Updated: I've had a comment, and an email from a friend re. the potential hazards of colonic irrigation. Thanks for sending those in. I think it's worth pointing out that the person I am seeing is a licensed practitioner and she uses disposable equipment. Two fairly important things. Also she told me over the phone that treatment only commences after a full medical history - which I imagine gives her the opportunity to spot any potential red flags. If I've missed anything important in this post, it's because I haven't had the full breakdown of things. I assure you following my consultation, and (if all goes well) treatment, I will post about it in full. Also, I will ask my practitioner if there are any useful websites about this treatment worth including for your perusal.

Finally, much like the list of worse-case scenario things on the back of any off-the-shelf cough mixture or even plastic toy, there are always potential dangers with any treatment, and it's worth doing your research before proceeding.

3 comments:

Anonymous said...

A friend of mine who has had IBS for years once told me that IBS sufferers should not have colonics as it can actually upset it more and there is increased risk of perforating the colon.

Disclaimer: I am not a doctor and neither is my friend so salt, take, pinch of.

letters from london said...

Thanks for your comment. I have investigated numerous websites re. colonic irrigation, all of which site it as being particularly useful in treating IBS.

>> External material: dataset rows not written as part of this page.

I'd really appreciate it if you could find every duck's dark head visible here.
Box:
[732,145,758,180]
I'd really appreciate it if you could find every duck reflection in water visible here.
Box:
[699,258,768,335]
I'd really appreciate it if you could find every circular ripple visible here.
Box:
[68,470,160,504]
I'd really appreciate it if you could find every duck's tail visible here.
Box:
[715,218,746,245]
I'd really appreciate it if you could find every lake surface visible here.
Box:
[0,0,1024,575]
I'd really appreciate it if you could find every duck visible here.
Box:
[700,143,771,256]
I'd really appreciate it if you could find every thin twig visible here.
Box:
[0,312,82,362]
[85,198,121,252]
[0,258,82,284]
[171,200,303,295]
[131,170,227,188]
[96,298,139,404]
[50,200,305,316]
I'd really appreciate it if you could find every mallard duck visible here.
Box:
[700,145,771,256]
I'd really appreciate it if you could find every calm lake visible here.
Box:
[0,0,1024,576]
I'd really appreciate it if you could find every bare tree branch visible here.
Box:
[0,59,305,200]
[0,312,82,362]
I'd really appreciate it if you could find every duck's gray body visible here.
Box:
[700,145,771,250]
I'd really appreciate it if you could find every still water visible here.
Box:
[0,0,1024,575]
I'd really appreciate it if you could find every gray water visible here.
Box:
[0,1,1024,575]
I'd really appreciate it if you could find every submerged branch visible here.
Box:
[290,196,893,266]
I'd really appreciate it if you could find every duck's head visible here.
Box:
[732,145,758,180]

However, I decided to do some further investigation from more objective sources. The NHS (British National Health Service) website had this to say: Colonic irrigation is known as an alternative therapy and there is no real medical evidence to prove that it is effective. However, some people believe it can help with conditions including bloating, flatulence (wind), diarrhoea, irritable bowel syndrome (IBS), fatigue, allergies, indigestion, constipation, multiple sclerosis (MS), and back pain.

The Harvard Medical School website states the following as potential dangers: Colonic irrigation can potentially cause severe adverse effects and must be carefully administered. People receiving frequent treatments may absorb too much water, leading to electrolyte imbalances in the blood, nausea, vomiting, heart failure, fluid in the lungs, abnormal heart rhythms or coma. Infections have been reported, possibly because of contaminated equipment or as a result of clearing out normal colon bacteria. There is a risk of bowel perforation (breakage of the bowel wall), which is a severe complication. Deaths have been reported.

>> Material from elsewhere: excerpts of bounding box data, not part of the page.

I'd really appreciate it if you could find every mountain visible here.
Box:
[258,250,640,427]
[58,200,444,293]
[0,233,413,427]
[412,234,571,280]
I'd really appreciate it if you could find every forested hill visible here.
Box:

Colonic irrigation should not be used in people with diverticulitis, ulcerative colitis, Crohn's disease, severe or internal hemorrhoids or tumors in the rectum or colon. It also should not be used soon after bowel surgery (unless directed by your health care provider). Regular treatments should be avoided by people with heart disease or kidney disease (renal insufficiency). Be sure that the equipment used is sterile and that the practitioner is experienced. Colonic irrigation should not be used as the sole treatment (instead of more proven therapies) for severe conditions, and it should not delay consultation with a qualified health care provider for a potentially severe symptom or illness.

letters from london said...

Also,I think it's worth stating that the person I am seeing is a licensed practioner, and told me that preceeding treatment she would take a full medical history. I imagine if there is anything in my medical history that red flags as a potential danger with regards to this treatment, she won't do it.